The top gainers on the Sensex were HCL Technologies up by 2.49%, Sun Pharma up by 2.10%, Larsen & Toubro up by 1.72%, ONGC up by 1.26% and Hero MotoCorp up by 1.22%. On the flip side, Bajaj Finance down by 5.66%, ICICI Bank down by 4.80%, Indusind Bank down by 3.62%, Axis Bank down by 3.46% and HDFC down by 3.00% were the top losers.
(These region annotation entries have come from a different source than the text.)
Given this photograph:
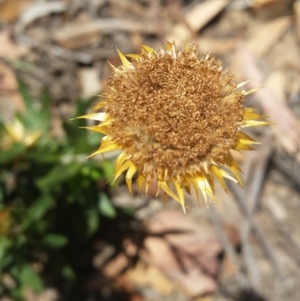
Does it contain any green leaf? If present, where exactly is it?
[36,163,82,190]
[86,208,100,235]
[19,264,44,292]
[98,193,117,218]
[0,142,26,164]
[27,193,54,221]
[62,266,76,281]
[43,234,68,249]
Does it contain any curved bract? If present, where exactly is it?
[77,43,268,209]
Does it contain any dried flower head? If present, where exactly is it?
[77,43,268,208]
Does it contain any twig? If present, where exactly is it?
[209,206,249,288]
[228,181,283,280]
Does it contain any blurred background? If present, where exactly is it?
[0,0,300,301]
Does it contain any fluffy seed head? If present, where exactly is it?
[81,43,268,208]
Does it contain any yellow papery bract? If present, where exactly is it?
[80,40,269,211]
[117,48,131,68]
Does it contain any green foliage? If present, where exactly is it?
[0,84,118,300]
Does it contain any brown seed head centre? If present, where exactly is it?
[104,47,244,173]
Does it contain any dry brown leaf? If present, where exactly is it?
[53,18,157,49]
[140,210,222,296]
[167,0,230,46]
[247,17,292,56]
[197,38,236,55]
[0,0,33,23]
[0,62,25,119]
[124,262,176,296]
[252,0,293,20]
[0,30,27,59]
[78,68,101,98]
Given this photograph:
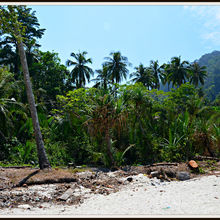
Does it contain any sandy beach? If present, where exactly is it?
[0,174,220,217]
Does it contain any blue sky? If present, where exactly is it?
[30,5,220,85]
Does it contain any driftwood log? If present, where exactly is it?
[194,155,220,161]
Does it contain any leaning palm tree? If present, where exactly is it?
[150,60,161,89]
[188,62,207,86]
[167,56,189,86]
[0,5,51,169]
[66,51,94,88]
[103,51,131,83]
[130,63,153,89]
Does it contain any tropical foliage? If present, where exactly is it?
[0,6,220,167]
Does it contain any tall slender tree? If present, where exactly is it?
[66,51,94,88]
[130,63,153,89]
[188,62,207,86]
[0,5,51,169]
[104,51,131,83]
[150,60,161,89]
[167,56,189,86]
[92,65,110,90]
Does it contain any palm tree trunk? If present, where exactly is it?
[18,40,51,169]
[105,129,115,166]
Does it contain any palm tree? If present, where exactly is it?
[104,51,131,83]
[130,64,153,89]
[66,51,94,88]
[167,56,189,86]
[0,5,51,169]
[160,63,170,91]
[150,60,161,89]
[92,65,109,90]
[188,62,207,86]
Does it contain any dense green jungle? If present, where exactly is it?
[0,6,220,167]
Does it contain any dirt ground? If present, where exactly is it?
[0,160,220,208]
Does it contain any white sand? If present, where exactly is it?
[0,174,220,217]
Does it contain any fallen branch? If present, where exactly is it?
[194,155,220,161]
[146,163,179,167]
[15,170,40,187]
[0,166,35,169]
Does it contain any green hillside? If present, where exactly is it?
[197,51,220,100]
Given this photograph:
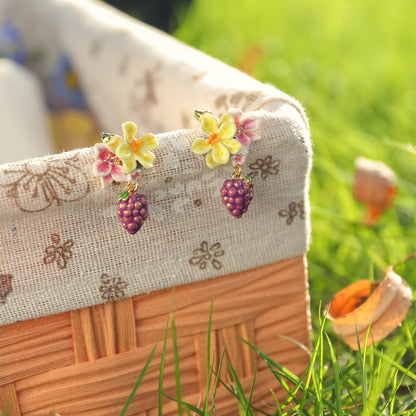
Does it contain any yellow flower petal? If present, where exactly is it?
[123,157,137,175]
[191,139,212,155]
[200,113,218,136]
[121,121,137,140]
[218,122,236,140]
[212,142,230,165]
[221,139,243,155]
[140,133,159,152]
[105,134,123,153]
[136,151,156,169]
[116,143,134,160]
[218,113,235,126]
[205,152,218,169]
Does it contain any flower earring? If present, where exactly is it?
[92,121,159,234]
[191,108,258,218]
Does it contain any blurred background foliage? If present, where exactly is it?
[107,0,416,324]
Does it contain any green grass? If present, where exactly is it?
[162,0,416,415]
[122,0,416,416]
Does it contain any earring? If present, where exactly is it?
[191,108,258,218]
[92,121,159,234]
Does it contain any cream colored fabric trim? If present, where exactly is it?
[0,0,311,325]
Meanwhile, the Confederation of Indian Industry (CII) in a paper - A plan for economic recovery - has said that India's GDP is likely to range between a decline of 0.9 percent and a growth of 1.5 percent in the current financial year (FY21), with the economy undergoing a turbulent phase caused by the coronavirus-induced lockdown. It laid out its growth expectation under three scenarios and suggested urgent fiscal interventions. It said in the baseline scenario, the Gross Domestic Product (GDP) is expected to grow at just 0.6 percent on an annual basis as economic activity is expected to remain constrained due to continuing restrictions on the free movement of goods and people beyond the lockdown period.

This will lead to disruption in supply chains, slow pick-up in investment activity, labour shortages in the short-run and muted consumption demand on account of reduced household incomes. In the optimistic scenario, which envisages a faster pick-up post the lockdown period, the GDP is forecast to register a growth of 1.5 percent in the best case. In case of a more prolonged outbreak, where the restrictions in existing hot-spot regions get extended, while new regions are identified as hot-spots leading to intermittent stop and start in economic activity, GDP is likely to decline by -0.9 percent.

Besides, the urgent fiscal interventions, as suggested by CII should include cash transfers amounting to Rs 2 lakh crore to JAM account holders, in addition to the Rs 1.7 lakh stimulus already announced. It has also suggested additional working capital limits to be provided by banks, equivalent to April-June wage bill of the borrowers, backed by a government guarantee, at 4-5 percent interest. In addition, It has suggested the creation of a fund or SPV with a corpus of Rs 1.5 lakh crore which will subscribe to NCDs/Bonds of corporates rated A and above.

The CNX Nifty is currently trading at 9204.65, down by 109.25 points or 1.17% after trading in a range of 9145.00 and 9207.55. There were 19 stocks advancing against 31 stocks declining on the index.

The top gainers on Nifty were HCL Technologies up by 3.05%, Cipla up by 2.68%, Britannia Industries up by 1.97%, Sun Pharma up by 1.92% and Larsen & Toubro up by 1.73%. On the flip side, Zee Entertainment down by 7.33%, Bajaj Finance down by 5.33%, ICICI Bank down by 4.19%, Indusind Bank down by 3.66% and Axis Bank down by 3.27% were the top losers.

All the Asian markets are trading in red; Nikkei 225 declined 145.78 points or 0.75% to 19,283.66, Straits Times slipped 21.70 points or 0.85% to 2,520.67, Hang Seng dropped 65.98 points or 0.28% to 23,911.34, Taiwan weighted fell 5.02 points or 0.05% to 10,361.49, KOSPI plunged 12.38 points or 0.65% to 1,902.35, Jakarta Composite weakened 30.70 points or 0.67% to 4,562.85 and Shanghai Composite was down by 17.92 points or 0.63% to 2,820.58.